W czerwcu 2022 roku u Mai, mieszkanki Starogardu, wykryto guza. Zaczęło się od bólu głowy i porannych wymiotów. Diagnoza była ciosem – złośliwy nowotwór w móżdżku. Operacja odbyła się 22 czerwca 2022 roku, a po niej przeszła chemioterapię, radioterapię i leczenie podtrzymujące.
W trakcie leczenia okazało się, że Maja ma mutację genu - rzadką, genetyczną chorobę, która zwiększa ryzyko wystąpienia kolejnych nowotworów. W listopadzie 2023 zakończyła leczenie guza mózgu. Wydawało się, że najgorsze minęło. Ale już na początku 2024 roku wyniki Mai zaczęły się pogarszać. Diagnoza: zespół mielodysplastyczny (MDS) – kolejne, bardzo poważne schorzenie układu krwiotwórczego. W grudniu 2024 r. przeszła przeszczep szpiku.
Przeszczep uratował życie – ale nie zakończył walki. U Mai rozwinęła się choroba przeszczep przeciw gospodarzowi (GVHD). To bardzo groźne powikłanie: przeszczepione komórki atakują organizm. Leczenie wymagało bardzo silnych sterydów i leków immunosupresyjnych – w efekcie Maja niemal całkowicie straciła odporność. Wystarczyła chwila i pojawiło się zapalenie płuc, które niestety trwa do dziś…

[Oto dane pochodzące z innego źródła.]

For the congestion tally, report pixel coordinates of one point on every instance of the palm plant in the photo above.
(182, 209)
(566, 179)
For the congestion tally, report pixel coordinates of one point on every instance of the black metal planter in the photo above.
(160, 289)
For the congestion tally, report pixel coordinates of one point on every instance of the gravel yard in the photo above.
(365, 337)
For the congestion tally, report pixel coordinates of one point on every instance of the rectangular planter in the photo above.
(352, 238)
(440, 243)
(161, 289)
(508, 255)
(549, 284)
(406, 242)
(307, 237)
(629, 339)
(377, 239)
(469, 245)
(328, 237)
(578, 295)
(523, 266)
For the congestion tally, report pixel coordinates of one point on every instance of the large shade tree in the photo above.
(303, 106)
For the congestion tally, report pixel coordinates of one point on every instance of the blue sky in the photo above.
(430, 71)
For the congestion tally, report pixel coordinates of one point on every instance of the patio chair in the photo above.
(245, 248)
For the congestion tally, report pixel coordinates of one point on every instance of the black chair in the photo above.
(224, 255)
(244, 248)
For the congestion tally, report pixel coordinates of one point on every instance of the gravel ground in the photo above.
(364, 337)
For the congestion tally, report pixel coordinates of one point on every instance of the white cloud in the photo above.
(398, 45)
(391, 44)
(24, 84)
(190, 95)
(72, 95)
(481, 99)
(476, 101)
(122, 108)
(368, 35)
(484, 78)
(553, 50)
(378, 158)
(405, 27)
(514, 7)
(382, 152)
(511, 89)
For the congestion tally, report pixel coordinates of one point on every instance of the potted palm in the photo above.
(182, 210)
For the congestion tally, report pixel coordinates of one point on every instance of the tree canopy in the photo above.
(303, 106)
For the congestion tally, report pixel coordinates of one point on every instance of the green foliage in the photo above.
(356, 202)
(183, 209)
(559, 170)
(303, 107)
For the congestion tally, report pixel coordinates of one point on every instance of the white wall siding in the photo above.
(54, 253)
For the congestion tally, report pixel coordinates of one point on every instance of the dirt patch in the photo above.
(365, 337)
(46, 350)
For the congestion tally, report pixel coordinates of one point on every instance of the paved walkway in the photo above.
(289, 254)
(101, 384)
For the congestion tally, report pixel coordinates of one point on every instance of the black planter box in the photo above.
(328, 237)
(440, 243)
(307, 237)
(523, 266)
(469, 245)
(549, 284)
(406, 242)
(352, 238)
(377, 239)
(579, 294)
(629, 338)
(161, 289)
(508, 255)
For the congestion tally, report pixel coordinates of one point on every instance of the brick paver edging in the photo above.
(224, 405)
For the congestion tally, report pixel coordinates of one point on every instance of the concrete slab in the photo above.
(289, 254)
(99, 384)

- Maja zawsze mówi, że czuje się dobrze. Ale widzimy, jak bardzo pobyt w szpitalu ją przytłacza. Są dni, kiedy nie chce się odzywać, kiedy nie ma siły, żeby współpracować. Bardzo tęskni za domem… - mówią bliscy dziewczynki. - Od 2 września Maja nie opuściła szpitalnego pokoju. Oddycha tylko z pomocą tlenu – bez niego saturacja gwałtownie spada. Przeszła cykle fotoforez, transfuzje krwi i płytek, dziesiątki podań antybiotyków. Mimo to jej stan nadal jest bardzo poważny - tłumaczą bliscy.
Lekarze chcą zawalczyć jeszcze raz i dać Mai szansę dzięki nowoczesnej terapii komórkami mezenchymalnymi (MSC). To komórki, które mogą wyciszyć stan zapalny, zahamować GVHD i odbudować odporność Mai.
- Jesteśmy zjednoczoną, kochającą rodzina, która zrobi dla Mai wszystko, ale tej walki nie wygramy sami. Prosimy, pomóżcie Mai znów oddychać, wrócić do domu, do szkoły. Ona ma dopiero 13 lat. Zamiast żyć, od ponad 3 lat walczy. Prosimy… Wpłać. Udostępnij. Opowiedz komuś jej historię. Dla Ciebie to kilka sekund. Dla niej – całe życie - apelują zrozpaczeni bliscy dziewczynki.